Das ist bestimmt auch ein Update-Problem. Firewall-Regeln brauchst du im Normalfall keine einstellen. Mit Kaspersky sollte die Windows-Firewall ja eh schon mal aus sein.
Und wenn Wow.exe das Recht hat, eine Verbindung aufzubauen (im Kaspersky), dann sollte das passen. Da fehlen bestimmt irgendwo Rechte. Irgendetwas ist da kaputt gegangen.
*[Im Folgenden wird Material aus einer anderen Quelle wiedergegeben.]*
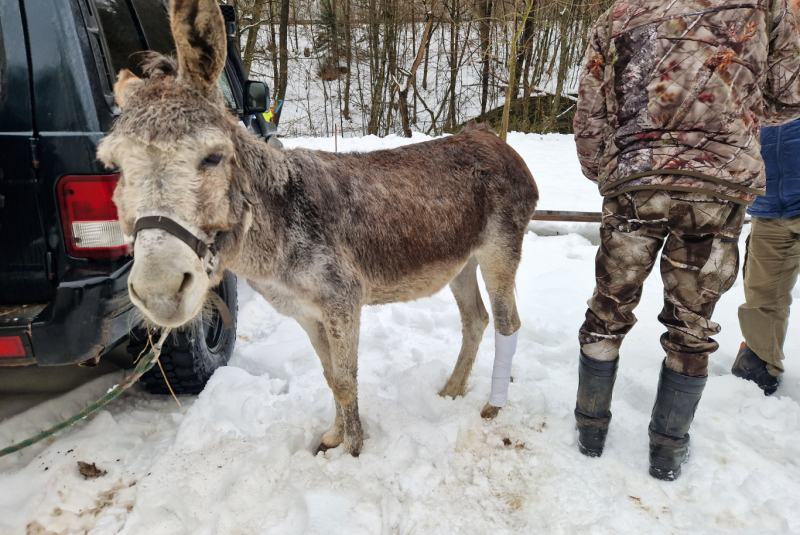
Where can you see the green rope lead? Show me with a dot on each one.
(146, 362)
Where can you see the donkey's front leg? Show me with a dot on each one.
(342, 329)
(319, 339)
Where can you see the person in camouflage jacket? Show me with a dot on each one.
(672, 96)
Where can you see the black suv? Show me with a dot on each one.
(64, 263)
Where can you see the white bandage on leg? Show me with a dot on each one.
(504, 349)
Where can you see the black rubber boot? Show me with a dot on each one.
(595, 386)
(673, 412)
(750, 367)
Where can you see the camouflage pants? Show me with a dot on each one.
(699, 263)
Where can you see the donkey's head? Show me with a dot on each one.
(180, 194)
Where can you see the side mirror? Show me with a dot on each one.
(256, 97)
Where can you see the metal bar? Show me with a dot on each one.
(556, 215)
(576, 217)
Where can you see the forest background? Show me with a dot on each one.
(360, 67)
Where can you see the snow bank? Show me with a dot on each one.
(238, 459)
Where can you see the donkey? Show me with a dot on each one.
(318, 235)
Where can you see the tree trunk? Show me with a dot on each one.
(283, 58)
(403, 93)
(348, 54)
(252, 34)
(512, 65)
(485, 8)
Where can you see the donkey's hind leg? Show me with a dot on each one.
(319, 339)
(474, 320)
(499, 262)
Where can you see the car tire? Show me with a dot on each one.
(191, 355)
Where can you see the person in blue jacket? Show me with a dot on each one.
(772, 261)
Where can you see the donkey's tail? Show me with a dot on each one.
(474, 125)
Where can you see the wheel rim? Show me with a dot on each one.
(214, 330)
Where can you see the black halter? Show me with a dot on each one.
(201, 249)
(179, 231)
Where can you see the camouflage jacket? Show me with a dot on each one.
(673, 92)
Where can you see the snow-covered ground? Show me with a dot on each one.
(238, 459)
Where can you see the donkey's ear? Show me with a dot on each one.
(199, 32)
(126, 83)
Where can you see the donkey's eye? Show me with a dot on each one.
(212, 160)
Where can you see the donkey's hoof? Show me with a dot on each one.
(490, 411)
(323, 448)
(353, 448)
(451, 391)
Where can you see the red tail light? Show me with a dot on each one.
(89, 216)
(11, 346)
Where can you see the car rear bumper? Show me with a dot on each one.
(87, 318)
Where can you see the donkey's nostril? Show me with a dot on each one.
(187, 281)
(134, 294)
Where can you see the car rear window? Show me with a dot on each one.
(130, 26)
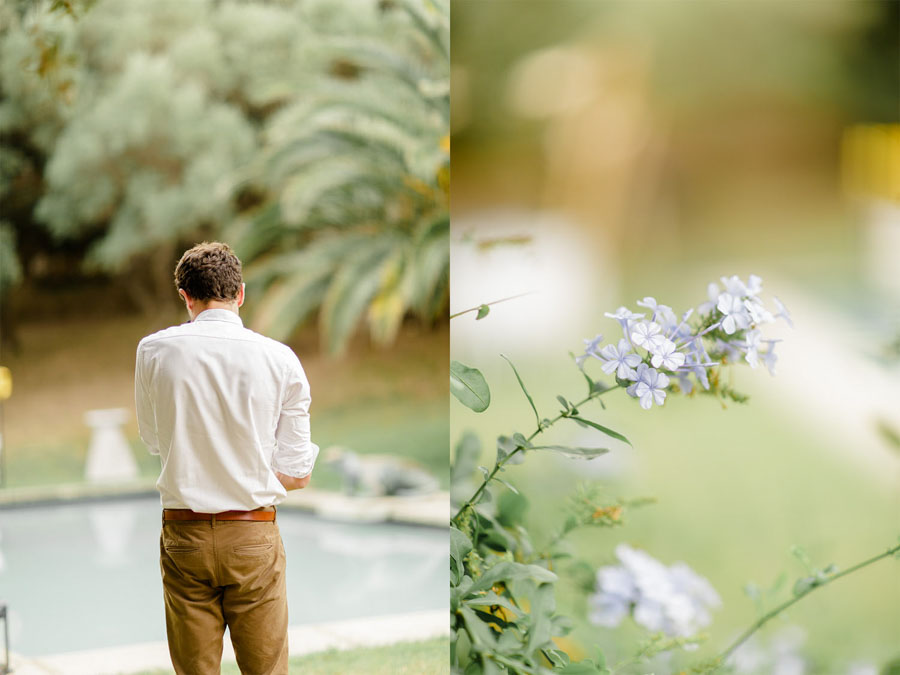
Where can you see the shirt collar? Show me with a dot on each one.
(219, 315)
Und der Router ist bestimmt auch nicht das Problem. Der wird Wow nicht daran hindern, nach draußen zu kommunizieren. Sowas lässt sich bei normalen 08/15-Routern ja nicht mal konfigurieren. Und wenn
Wow erstmal ne Verbindung aufgebaut hat, dann werden ankommende Pakete auch durchgelassen. So nen Schmarn wie Port-Forward braucht man nur, wenn von außerhalb ne Verbindung aufgebaut wird.


----------



## ichbinnichtschuld (16. April 2011)

man kann auch die update versionen "neu" installieren


----------



## Dagonzo (16. April 2011)

Richtig, das ging ja früher auch schon. Wenn kein Updateberechtigtes Windows gefunden wird, weil die Platte leer ist, wird man aufgefordert die DVD der alten Windowsversion einzulegen. Die wird dann kurz überprüft und man kann das Update wie eine Vollversion installieren.


----------



## ichbinnichtschuld (16. April 2011)

nein das geht nicht mehr mit den windows cds/dvds. aber man bekommt sie trotzdem per telefon aktiviert, wenn man den key erst nach der installation eingibt


----------